The Biden administration’s WOTUS, or “Waters of the U.S.” rule, which expands the Clean Water Act’s jurisdiction, officially takes effect today. However, Texas Federal Judge Jeffrey Brown has put a hold on the signature water regulation in Texas and Idaho, heading off the rule amid a push against the signature water regulation.
Two lawsuits, one brought forward by state officials, and another by industry members in the U.S. District Court for the Southern District of Texas, argued that the U.S. Environmental Protection Agency and the Army Corps of Engineers should wait for the upcoming supreme court ruling on Sackett v. EPA before implementing the new regulation. Plaintiffs argued that the new WOTUS rule marked an overstep and return to Reagan-era oversight of wetlands and waterways.
In his ruling, Brown found the EPA and Corps of Engineers, “do not have unbridled jurisdiction to regulate all the nation’s waters.” The consolidated suits were brought by 18 industry groups, Republican Texas Attorney General Ken Paxton, and other state agencies.
Although 25 other states filed complaints and motions for preliminary injunctions against the rule, court documents read, “The court is reluctant to deprive states that embrace the Rule from exercising their sovereign rights to conform their conduct accordingly — at least until the Rule’s statutory and constitutional validity has been determined.”
Paxton posted a Tweet in response to WOTUS being blocked by Brown.
Big victory against Biden: Last night a federal court blocked the Admin’s radical “waters of the US” rule, which imposes a leftist environmental agenda on Texas, crushing new regs, and oppressive economic costs.

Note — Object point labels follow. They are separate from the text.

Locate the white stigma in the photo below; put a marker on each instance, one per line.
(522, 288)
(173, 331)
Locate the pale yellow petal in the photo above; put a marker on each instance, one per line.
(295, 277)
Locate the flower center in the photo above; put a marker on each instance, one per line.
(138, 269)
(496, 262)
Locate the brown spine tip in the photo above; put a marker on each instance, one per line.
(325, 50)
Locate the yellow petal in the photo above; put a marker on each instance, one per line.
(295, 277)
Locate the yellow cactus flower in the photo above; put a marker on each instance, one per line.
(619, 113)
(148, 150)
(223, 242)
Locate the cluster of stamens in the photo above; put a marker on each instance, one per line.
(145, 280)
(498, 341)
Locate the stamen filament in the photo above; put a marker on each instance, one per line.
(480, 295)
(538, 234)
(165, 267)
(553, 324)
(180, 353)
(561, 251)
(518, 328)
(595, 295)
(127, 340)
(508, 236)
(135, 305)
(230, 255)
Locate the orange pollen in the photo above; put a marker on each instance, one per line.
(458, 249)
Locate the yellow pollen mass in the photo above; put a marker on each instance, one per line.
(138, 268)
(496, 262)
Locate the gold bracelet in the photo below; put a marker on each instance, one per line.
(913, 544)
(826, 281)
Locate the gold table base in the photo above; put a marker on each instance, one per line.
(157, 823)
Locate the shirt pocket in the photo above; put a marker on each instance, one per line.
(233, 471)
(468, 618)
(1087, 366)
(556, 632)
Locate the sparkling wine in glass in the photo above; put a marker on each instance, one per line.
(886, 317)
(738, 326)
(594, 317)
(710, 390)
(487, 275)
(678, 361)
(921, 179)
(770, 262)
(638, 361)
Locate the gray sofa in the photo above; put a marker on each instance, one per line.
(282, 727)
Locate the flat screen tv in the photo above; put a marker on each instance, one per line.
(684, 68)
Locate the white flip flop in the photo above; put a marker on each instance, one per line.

I will always fight to keep Biden’s boots off the necks of Texans! pic.twitter.com/zp2Wv17bhC
— Attorney General Ken Paxton (@KenPaxtonTX) March 20, 2023
Further WOTUS suits filed
Texas Farm Bureau also filed a legal challenge yesterday to the WOTUS rule, joining Matagorda County Farm Bureau, the American Farm Bureau Federation, and 15 other organizations representing agriculture, infrastructure, and housing.
“Texas farmers and ranchers cannot know whether their property or project contains WOTUS, because the rule is hopelessly vague,” TFB President Russell Boening said. “The rule reaches far too broadly to cover wet patches and areas that are usually dry or remote from navigable water. The rule violates the Clean Water Act and the Constitution, as well as Supreme Court case law, and it should be struck down.”
Boening said the rule will require landowners to hire environmental consultants, attorneys and engineers to ensure they are in compliance while trying to farm their land. He said the rule will have broad impacts throughout the country.
“It will slow down or halt projects, increase costs, eliminate jobs, all without improving water quality, which Congress trusted states and localities to regulate where navigation is not involved,” he said.